Céu (whose full name is Maria do Céu Whitaker Poças) has, with the help of her production team, managed to put some rather fresh Brazilian twists on familiar genres. Discreet sprinklings of electronica, soul, hip-hop, and jazz flow by in a gentle stream of down-tempo samba rhythms.

It’s tempting (and perhaps too easy) to look at Céu’s work as a kind of Latin answer to Morcheeba. The listener barely notices as Céu adroitly shifts gears from song to song, the body perhaps more relaxed with each graceful sway into a new combination of styles. On “Cangote,” for instance, a lounge-organ figure, classic-jazz horns, and a dub bass line all brush elbows with utmost ease. And that’s just one example. With each successive tune, Céu starts from scratch with a new recipe, her gliding voice the one constant.

Céu’s blossoming proficiency at genre-dabbling can be traced to a breakthrough while visiting New York City at 18. As Céu, now 29, explains, it was then that she got over her inhibiting reverence for Brazilian musical tradition. At that age, she was already “crazy about” Jamaican styles and afrobeat, but landmark albums by Erykah Badu, Lauryn Hill, and D’Angelo had an eye-opening effect on her. Being that far from home had two profound benefits for her creativity: it made her homesick enough to start writing, and it gave her just the right amount of distance from her native Brazilian music to realize how deeply she had always had it in her to capture it with her own original material. Meanwhile, New York’s ever-vibrant underground street culture helped Céu shed her inhibitions.

“My family was so tough on musical education,” says Céu. “My father’s a music teacher, and I just couldn’t imagine myself doing my own music. Until that trip, for me to compose was something really difficult. Songwriting was only supposed to be for geniuses, not for some girl who wanted to make her own melodies but was a bad composer. New York was nice because I saw that you can just do it. Music is something that’s free. There’s no problem if you just try something.”

All the while, regardless of how rebellious or adventurous she was feeling, Céu never lost her love of the music of her parents’ generation. For Brazilian youth, however progressive their musical tastes may be, the influence of traditions like samba and bossa nova remain all but unavoidable. Unsurprisingly, Céu grew up listening to seminal samba and bossa nova luminaries like João Gilberto, Nelson Cavaquinho, and Cartola. But even when she was making a concerted effort to broaden her horizons, she wasn’t distancing herself from the music of her homeland, but instead trying to expand its parameters. Perhaps that accounts for why Céu’s work flows so smoothly.

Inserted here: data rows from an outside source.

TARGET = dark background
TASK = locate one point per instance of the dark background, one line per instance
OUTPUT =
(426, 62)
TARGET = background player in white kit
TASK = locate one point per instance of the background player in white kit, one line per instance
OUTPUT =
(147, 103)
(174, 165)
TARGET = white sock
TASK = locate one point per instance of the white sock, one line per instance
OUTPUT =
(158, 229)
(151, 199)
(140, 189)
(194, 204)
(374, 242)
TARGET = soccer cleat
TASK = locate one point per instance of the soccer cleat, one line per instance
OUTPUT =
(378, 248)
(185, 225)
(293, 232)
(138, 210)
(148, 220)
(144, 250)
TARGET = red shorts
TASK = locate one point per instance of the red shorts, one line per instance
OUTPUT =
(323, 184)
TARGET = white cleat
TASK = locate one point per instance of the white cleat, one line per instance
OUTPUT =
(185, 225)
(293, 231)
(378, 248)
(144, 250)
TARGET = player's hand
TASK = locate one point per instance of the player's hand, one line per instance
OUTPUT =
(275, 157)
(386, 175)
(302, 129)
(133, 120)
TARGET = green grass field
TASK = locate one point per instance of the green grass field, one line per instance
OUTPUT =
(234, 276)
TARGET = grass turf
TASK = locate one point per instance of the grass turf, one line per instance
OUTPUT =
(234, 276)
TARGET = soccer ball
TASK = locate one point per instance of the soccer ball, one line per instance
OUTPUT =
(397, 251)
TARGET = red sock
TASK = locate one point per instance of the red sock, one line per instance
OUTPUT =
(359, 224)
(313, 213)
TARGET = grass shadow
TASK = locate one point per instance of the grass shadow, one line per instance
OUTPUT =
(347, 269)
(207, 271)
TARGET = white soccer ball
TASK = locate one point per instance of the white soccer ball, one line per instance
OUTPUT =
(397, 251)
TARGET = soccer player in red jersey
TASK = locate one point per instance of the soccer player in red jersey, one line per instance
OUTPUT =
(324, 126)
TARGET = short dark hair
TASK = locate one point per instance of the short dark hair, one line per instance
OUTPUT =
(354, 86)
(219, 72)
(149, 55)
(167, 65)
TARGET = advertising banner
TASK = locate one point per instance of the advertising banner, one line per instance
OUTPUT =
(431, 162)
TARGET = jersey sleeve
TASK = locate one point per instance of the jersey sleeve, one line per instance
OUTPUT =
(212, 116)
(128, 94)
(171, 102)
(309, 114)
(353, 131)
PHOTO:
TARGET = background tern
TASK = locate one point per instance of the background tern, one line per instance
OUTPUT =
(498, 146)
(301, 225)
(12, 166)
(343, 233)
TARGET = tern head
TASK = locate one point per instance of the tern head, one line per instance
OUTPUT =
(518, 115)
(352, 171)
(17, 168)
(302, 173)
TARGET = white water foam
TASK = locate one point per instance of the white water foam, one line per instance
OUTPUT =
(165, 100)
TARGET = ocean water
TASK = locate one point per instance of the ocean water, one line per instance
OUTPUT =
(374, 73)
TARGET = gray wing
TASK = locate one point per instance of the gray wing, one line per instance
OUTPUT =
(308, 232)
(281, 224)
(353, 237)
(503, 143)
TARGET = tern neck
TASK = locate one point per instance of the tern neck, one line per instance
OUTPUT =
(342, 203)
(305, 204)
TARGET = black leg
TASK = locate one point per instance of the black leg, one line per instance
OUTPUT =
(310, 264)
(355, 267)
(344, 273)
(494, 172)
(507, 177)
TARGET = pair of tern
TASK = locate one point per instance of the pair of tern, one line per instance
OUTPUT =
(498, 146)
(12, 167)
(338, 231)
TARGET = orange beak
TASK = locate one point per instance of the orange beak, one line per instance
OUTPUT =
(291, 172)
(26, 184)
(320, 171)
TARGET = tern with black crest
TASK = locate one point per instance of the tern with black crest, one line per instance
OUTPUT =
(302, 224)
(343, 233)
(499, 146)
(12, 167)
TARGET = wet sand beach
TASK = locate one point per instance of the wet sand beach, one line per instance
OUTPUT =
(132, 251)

“That old music is something that I can’t deny,” she says. “Sure, when you’re growing up, you start to like other things. And sometimes people don’t understand that a young Brazilian girl can mix Jamaican music with traditional music. But you just naturally end up mixing new influences with the things that are in your DNA.”

Whatever she’s doing, it’s working. Céu has already achieved celebrity in her homeland, and Starbucks distribution has helped propel her to Grammy nominations on both continents. But for Vagarosa, Céu did her best not to think about all the attention she’d gotten the first time around.

“I just tried to tell new stories,” she says.